Я ненавижу, когда мне портят ужин! крикнул Вагнер ей в лицо. Она не вздрогнула и даже не моргнула, как будто исчезла из собственного тела. Никогда Слышишь, маленькая дрянь? Никто никогда не трогает людей под моей крышей без моего согласия! ТЫ СЛЫШАЛА?
Он проорал это так громко, что даже Берта подскочила на стуле.
Вы же сами называли меня трусливым ничтожеством, ответила Агата дрожащим голосом.

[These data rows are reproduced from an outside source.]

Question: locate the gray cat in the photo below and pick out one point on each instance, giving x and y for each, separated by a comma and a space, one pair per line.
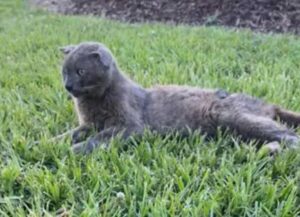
110, 103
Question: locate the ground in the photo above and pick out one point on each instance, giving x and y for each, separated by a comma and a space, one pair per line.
156, 176
259, 15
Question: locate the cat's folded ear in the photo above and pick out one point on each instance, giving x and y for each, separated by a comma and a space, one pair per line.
67, 49
103, 56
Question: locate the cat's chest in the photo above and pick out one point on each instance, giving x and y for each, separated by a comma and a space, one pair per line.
90, 112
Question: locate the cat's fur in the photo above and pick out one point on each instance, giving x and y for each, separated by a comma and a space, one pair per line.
109, 102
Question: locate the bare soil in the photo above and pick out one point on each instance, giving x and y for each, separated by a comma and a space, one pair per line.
261, 15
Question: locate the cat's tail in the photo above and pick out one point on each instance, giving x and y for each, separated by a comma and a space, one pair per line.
291, 118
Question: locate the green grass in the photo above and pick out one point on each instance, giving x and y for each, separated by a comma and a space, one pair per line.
158, 176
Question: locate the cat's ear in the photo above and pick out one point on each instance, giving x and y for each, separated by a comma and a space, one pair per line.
103, 56
67, 49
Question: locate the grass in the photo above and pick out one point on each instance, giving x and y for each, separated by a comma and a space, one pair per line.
158, 176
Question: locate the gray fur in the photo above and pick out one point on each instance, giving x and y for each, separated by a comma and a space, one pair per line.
107, 101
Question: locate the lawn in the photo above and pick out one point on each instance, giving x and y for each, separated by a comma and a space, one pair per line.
157, 176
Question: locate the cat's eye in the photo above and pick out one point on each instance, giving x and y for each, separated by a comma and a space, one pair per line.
80, 72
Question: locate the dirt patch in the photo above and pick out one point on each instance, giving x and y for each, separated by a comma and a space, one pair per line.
260, 15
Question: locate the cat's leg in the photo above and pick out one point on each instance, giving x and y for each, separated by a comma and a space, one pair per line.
263, 129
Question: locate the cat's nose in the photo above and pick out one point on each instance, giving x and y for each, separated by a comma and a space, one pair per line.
69, 87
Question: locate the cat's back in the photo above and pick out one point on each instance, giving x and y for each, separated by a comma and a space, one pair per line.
180, 107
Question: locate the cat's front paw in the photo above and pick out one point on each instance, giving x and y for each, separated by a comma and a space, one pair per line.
80, 134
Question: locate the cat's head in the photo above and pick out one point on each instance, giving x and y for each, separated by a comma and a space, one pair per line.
87, 69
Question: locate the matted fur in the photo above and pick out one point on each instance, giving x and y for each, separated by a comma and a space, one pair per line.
110, 103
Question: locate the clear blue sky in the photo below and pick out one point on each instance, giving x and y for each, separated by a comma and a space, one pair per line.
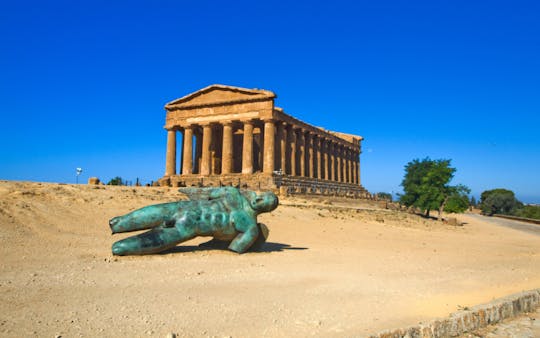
83, 83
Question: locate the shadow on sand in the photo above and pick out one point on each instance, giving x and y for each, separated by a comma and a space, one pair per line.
222, 245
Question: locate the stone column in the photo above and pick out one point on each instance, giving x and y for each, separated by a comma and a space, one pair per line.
170, 161
292, 144
269, 146
325, 146
359, 170
302, 149
247, 148
282, 134
349, 166
339, 163
332, 162
227, 148
309, 144
354, 166
207, 141
187, 152
318, 145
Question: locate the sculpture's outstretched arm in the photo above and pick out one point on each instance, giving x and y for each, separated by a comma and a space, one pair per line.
248, 232
207, 193
144, 218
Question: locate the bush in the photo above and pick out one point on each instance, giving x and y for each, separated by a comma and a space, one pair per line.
116, 181
528, 211
499, 201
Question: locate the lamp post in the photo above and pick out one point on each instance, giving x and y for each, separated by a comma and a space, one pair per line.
79, 171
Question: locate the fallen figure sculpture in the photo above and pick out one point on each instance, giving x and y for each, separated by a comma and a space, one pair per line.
225, 213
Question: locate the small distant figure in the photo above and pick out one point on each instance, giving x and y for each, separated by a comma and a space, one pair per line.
225, 213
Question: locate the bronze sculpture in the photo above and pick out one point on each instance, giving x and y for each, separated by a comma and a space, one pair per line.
225, 213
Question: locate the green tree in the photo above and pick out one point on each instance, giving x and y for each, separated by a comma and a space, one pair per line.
116, 181
426, 185
458, 200
499, 201
529, 211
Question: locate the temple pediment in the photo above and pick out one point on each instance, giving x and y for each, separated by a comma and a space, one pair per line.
219, 95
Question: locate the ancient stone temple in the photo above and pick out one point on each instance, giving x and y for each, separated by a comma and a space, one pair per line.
236, 136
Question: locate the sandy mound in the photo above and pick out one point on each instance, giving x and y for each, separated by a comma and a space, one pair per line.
327, 270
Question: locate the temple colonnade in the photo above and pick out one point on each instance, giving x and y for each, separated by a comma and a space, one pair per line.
269, 146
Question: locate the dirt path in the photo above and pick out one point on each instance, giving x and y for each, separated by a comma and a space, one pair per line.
324, 272
517, 225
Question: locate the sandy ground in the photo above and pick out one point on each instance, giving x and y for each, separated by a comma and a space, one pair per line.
324, 272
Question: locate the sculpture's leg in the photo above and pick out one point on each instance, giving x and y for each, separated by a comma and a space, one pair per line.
144, 218
155, 240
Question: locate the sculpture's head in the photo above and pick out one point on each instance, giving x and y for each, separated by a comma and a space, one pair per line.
264, 202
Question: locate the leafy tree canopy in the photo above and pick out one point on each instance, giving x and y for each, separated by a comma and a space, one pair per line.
458, 200
426, 185
116, 181
499, 201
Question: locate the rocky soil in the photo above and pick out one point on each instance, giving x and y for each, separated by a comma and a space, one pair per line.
330, 268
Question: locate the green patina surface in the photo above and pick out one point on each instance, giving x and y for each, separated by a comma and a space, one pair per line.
225, 213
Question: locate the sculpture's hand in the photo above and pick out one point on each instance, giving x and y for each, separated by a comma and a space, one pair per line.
164, 234
248, 232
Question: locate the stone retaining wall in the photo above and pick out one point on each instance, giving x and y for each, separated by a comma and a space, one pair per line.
466, 321
522, 219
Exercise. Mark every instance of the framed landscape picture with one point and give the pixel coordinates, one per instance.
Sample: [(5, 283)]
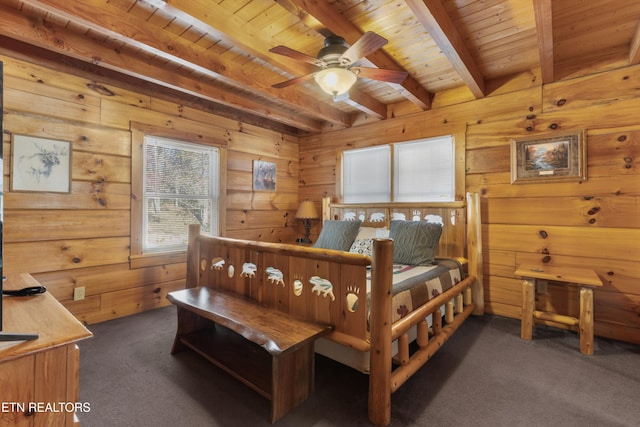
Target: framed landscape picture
[(40, 164), (264, 175), (561, 157)]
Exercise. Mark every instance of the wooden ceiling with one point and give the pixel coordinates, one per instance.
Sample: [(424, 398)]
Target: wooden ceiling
[(217, 52)]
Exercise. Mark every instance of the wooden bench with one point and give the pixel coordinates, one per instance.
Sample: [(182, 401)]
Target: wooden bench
[(267, 350)]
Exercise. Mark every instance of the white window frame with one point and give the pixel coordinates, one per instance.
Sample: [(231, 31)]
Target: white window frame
[(211, 196), (444, 191), (138, 258)]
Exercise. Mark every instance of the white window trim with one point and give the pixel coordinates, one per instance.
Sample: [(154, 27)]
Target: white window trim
[(139, 259)]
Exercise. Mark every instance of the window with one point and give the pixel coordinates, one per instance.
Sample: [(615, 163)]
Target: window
[(360, 185), (177, 178), (180, 185), (417, 171)]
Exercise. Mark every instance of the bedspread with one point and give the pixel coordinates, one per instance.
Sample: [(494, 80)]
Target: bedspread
[(415, 285)]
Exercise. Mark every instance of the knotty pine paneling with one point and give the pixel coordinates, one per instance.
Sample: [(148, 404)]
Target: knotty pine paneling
[(83, 238), (592, 224)]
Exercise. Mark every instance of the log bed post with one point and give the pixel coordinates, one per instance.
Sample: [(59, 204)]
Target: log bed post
[(380, 373), (193, 256), (474, 250)]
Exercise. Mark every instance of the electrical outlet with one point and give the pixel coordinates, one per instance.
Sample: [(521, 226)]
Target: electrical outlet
[(78, 293)]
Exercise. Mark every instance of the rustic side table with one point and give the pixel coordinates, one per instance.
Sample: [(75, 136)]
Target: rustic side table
[(585, 279)]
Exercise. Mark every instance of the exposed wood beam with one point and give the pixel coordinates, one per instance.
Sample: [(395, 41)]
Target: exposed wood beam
[(215, 19), (544, 30), (111, 21), (105, 77), (634, 52), (51, 37), (439, 25), (339, 25)]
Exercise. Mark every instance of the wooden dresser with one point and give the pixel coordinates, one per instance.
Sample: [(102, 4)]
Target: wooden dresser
[(39, 378)]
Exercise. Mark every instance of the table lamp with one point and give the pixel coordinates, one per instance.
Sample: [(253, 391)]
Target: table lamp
[(306, 212)]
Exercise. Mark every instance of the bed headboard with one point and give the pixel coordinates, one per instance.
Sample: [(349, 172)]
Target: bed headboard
[(450, 215), (461, 222)]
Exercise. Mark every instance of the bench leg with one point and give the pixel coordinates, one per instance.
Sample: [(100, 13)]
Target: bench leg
[(188, 322), (293, 380), (528, 307), (586, 321)]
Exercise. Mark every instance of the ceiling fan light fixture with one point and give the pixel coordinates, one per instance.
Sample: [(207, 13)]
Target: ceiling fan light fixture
[(335, 81)]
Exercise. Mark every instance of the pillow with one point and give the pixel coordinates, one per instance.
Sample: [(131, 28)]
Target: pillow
[(362, 246), (338, 235), (372, 232), (414, 242)]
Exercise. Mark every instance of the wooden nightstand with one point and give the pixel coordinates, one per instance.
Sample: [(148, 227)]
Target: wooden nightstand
[(586, 279)]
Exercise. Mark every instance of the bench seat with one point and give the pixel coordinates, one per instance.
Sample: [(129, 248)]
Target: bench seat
[(267, 350)]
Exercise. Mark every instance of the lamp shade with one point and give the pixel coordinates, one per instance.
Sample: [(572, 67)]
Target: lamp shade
[(307, 210), (335, 81)]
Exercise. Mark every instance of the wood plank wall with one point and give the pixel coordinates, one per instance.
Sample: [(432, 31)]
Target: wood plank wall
[(82, 238), (593, 224)]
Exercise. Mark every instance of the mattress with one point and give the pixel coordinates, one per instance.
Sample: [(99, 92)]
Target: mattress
[(413, 286)]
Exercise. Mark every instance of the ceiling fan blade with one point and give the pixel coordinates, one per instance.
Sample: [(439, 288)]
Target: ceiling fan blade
[(390, 76), (294, 54), (368, 43), (294, 81)]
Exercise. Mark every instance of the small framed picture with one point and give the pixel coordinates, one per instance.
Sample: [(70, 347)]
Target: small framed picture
[(40, 164), (561, 157), (264, 175)]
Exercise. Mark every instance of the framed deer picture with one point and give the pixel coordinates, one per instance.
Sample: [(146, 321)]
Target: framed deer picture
[(40, 164)]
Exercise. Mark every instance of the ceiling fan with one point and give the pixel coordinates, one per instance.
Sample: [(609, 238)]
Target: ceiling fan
[(336, 62)]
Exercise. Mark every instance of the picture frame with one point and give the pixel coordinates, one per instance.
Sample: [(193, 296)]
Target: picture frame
[(264, 176), (40, 164), (561, 157)]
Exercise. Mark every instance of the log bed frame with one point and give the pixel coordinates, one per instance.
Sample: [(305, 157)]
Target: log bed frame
[(284, 278)]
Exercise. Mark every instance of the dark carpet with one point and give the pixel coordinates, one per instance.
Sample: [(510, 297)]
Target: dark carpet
[(485, 375)]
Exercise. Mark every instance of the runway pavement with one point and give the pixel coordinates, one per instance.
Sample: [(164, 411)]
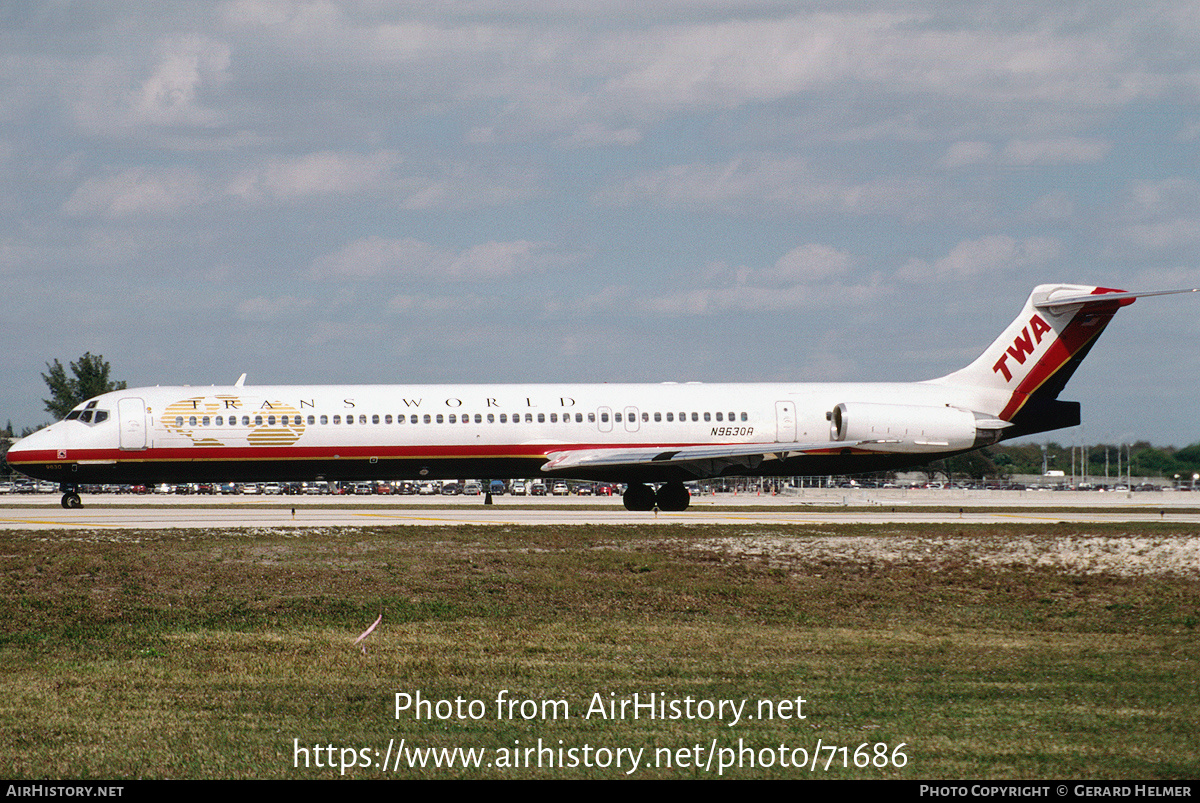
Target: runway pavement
[(34, 513)]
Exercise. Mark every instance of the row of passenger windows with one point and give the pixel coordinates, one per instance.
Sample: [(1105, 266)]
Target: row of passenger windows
[(450, 418)]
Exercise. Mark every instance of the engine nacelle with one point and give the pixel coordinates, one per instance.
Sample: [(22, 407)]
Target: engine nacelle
[(913, 427)]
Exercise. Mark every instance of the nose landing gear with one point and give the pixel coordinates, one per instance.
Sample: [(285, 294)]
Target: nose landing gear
[(71, 497)]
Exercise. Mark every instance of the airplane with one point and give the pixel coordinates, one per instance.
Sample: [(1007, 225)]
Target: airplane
[(652, 437)]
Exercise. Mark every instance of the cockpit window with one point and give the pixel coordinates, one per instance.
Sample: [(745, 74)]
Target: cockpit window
[(88, 415)]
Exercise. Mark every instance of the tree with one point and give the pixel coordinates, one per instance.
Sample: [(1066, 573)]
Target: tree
[(90, 378)]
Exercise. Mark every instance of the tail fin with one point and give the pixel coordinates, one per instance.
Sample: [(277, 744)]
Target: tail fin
[(1023, 372)]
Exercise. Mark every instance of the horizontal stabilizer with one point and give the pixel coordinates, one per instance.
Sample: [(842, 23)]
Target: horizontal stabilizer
[(1055, 301)]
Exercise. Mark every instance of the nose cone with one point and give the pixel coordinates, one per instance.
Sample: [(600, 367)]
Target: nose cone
[(33, 454)]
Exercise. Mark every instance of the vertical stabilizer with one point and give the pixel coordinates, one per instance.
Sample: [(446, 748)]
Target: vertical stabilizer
[(1027, 366)]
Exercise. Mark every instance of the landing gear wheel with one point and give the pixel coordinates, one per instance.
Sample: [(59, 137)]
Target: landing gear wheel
[(673, 497), (639, 497)]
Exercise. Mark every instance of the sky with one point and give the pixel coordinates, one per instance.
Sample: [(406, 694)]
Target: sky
[(603, 191)]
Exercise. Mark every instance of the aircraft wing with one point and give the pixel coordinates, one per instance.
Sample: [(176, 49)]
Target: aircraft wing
[(702, 460)]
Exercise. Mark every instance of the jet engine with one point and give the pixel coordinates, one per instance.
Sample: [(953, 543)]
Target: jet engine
[(913, 427)]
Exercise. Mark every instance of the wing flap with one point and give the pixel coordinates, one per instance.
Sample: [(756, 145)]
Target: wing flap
[(702, 460)]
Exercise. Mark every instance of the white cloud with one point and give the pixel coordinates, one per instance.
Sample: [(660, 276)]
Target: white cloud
[(172, 94), (138, 192), (316, 174), (1067, 150), (262, 309), (988, 256), (766, 181), (376, 257)]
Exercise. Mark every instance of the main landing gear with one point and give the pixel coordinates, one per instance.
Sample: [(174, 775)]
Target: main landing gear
[(672, 497), (71, 497)]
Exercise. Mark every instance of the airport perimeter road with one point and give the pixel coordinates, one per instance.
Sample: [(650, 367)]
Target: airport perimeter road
[(881, 508)]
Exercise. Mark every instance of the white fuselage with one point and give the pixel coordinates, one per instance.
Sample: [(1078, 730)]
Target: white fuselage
[(293, 432)]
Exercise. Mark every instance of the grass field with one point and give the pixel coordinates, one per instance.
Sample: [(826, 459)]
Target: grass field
[(927, 652)]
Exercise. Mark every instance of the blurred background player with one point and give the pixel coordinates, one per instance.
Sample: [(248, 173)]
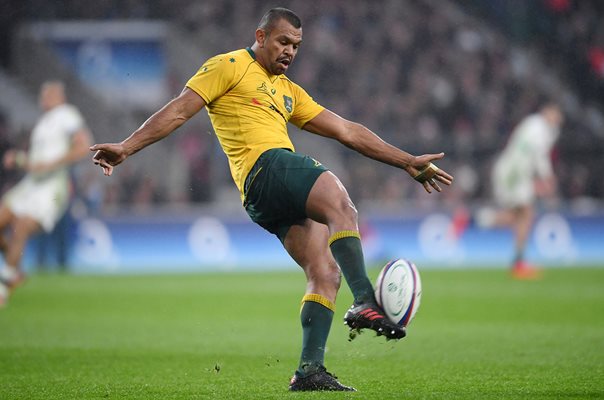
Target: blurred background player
[(59, 139), (522, 173)]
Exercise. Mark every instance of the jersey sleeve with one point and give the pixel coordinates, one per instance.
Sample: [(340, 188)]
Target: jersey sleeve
[(305, 107), (215, 77)]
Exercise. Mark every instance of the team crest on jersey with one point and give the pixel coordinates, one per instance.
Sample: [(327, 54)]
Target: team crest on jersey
[(262, 88), (288, 103)]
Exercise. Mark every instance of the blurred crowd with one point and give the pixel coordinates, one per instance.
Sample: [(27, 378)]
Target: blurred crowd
[(427, 76)]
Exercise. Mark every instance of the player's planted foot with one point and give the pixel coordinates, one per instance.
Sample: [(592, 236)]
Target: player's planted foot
[(321, 380), (524, 271), (371, 316)]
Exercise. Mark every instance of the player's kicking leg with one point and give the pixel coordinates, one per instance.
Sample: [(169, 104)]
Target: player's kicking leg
[(329, 204)]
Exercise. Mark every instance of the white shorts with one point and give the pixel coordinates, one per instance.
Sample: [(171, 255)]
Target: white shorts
[(511, 186), (43, 200)]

Для того, что ты сделала, смелость не нужна! Если твоя нянька умрет, я запру тебя с ее трупом на неделю. Поняла?
Лицо Агаты скрывала тень, и Урсула не видела, испугалась ли девчонка, но сама она окаменела от ужаса. «С ее трупом?» Это о ней?! Слез уже не осталось, только сухие судорожные рыдания.
Кристоф Вагнер раздосадованно цыкнул языком и повернулся к Ауэрхану:
Проверь, как у нее дела! Видишь иглу?
Ну, ну, Урсула, не стоит так бояться, мягко обратился к ней Ауэрхан и встал. Он даже коснулся холодными пальцами ее лица, отчего Урсула вмиг перестала рыдать и замолчала. Сил хватало только на то, чтобы смотреть на него снизу вверх. Его взгляд стал медленно опускаться: по шее, к вырезу платья Ей захотелось закрыться, но руки словно прилипли к животу. Все вокруг замерли. Ауэрхан осмотрел ее всю с ног до головы и успокоительно сжал ее плечи.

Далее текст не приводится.